Amputations are a last resort to deal with diabetic foot disease, which is caused by type 2 diabetes.

Dr Jenifer Smith, programme director at Public Health England for the NHS Diabetes Prevention Programme, believes these figures must be lowered.

She said: “It’s a tragedy that so many people are unnecessarily having to face the life-changing consequences of diabetes, such as amputations.

“Survival rates and quality of life for people following such major surgery can often be poor.

“This shouldn’t be happening when the condition is preventable.

“Type 2 diabetes remains the greatest health challenge in this country and many adults are in danger of developing this deadly but preventable disease.”

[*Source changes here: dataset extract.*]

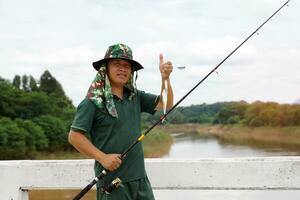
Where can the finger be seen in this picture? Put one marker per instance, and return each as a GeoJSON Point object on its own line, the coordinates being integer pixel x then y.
{"type": "Point", "coordinates": [161, 59]}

More than 85,000 patients were admitted to hospital for foot disease, with 33% of them staying in hospital more than once.

Type 2 diabetes is a preventable condition that can be improved, or even reversed, with simple lifestyle changes.

Exercising can help prevent type 2 diabetes - pixabay
Exercising can help prevent type 2 diabetes

As of 2017, 3.9 million people had type 2 diabetes.

This figure is expected to rise to 4.9 million by 2035, which is the equivalent of nearly 10% of the adult population.

Earlier this year, the NHS released a long-term plan that included doubling work to deal with diabetes.

The programme aims to support 200,000 people each year to reduce their risk of developing type 2 diabetes.

Dr Smith believes the programme has been vital.

She added: “The NHS Diabetes Prevention Programme has been hugely successful in providing help and support to those at risk of developing the condition, which is why it’s now being doubled in size.

“It’s important that those providing the service need to work closely with their local public health teams who know their community, to ensure they’re reaching and meeting the needs of those at greatest risk.”